Climate change: The G20 can add value

Yesterday I gave an interview to the Sydney Morning Herald for a story published today: 'Stopping climate change talks "could hurt" G20' (p. 8 in the paper version). Here I want to offer a little more background to the three direct quotes that made it to the final story:

  1. Climate change will be discussed at the Summit – the Prime Minister himself has accepted that this will happen.
  2. It is more likely than not that climate change will make it to the communiqué in some form. As I have noted previously, it has been referenced in every G20 communiqué to date. On that basis alone, hysteresis should get it over the line. The fact that the G20 Climate Finance Study Group has been meeting under Australia's presidency also suggests it will have be to referenced by leaders, either in the communiqué or in the annex.
  3. Whether climate change is or is not on the communiqué is less interesting than how meaningful a discussion leaders are able to have on the issue. As Susan Harris Rimmer indicates in the SMH article, the G20 is not the appropriate space for negotiating the details of a global climate agreement or for setting global targets – that is the purview of the UN (again, see my earlier piece).
  4. This means we should approach the Brisbane Summit with realistic expectations. Given the proximity of the G20 summit to the UNFCCC COP 20 meeting in Peru in December, and the all-important COP 21 in Paris next year, it would be valuable if leaders were able to clarify their points of difference and commonality in Brisbane. That's something which does not lend itself to a communiqué, but that does not mean it is unimportant. If the communiqué were ultimately to include a line such as 'we discussed progress toward ensuring that COP 21 was a success,' that would still be a useful outcome.

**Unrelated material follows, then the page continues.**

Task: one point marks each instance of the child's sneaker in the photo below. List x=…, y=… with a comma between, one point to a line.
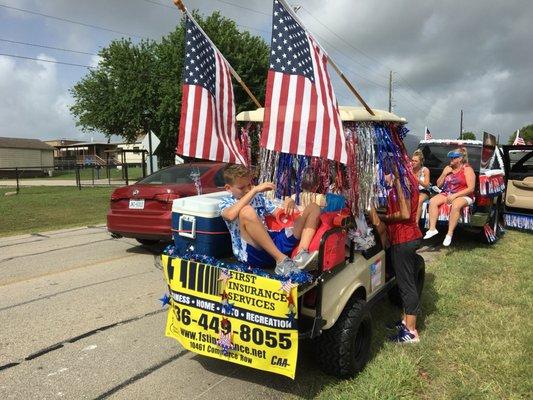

The key point is that climate change is an important issue, and the G20 should address it in so far as it can add value in a way other international institutions can't. As the G20 is a leaders' forum, the value is that it can provide a space for G20 leaders to talk about climate change in an informal and frank manner. If that doesn't happen, then it would be a missed opportunity, but all the signs suggest it will happen. The main game in climate change is the Paris Negotiations in 2015, and any nudge the G20 can give to the build-up for COP-21 is to be welcomed.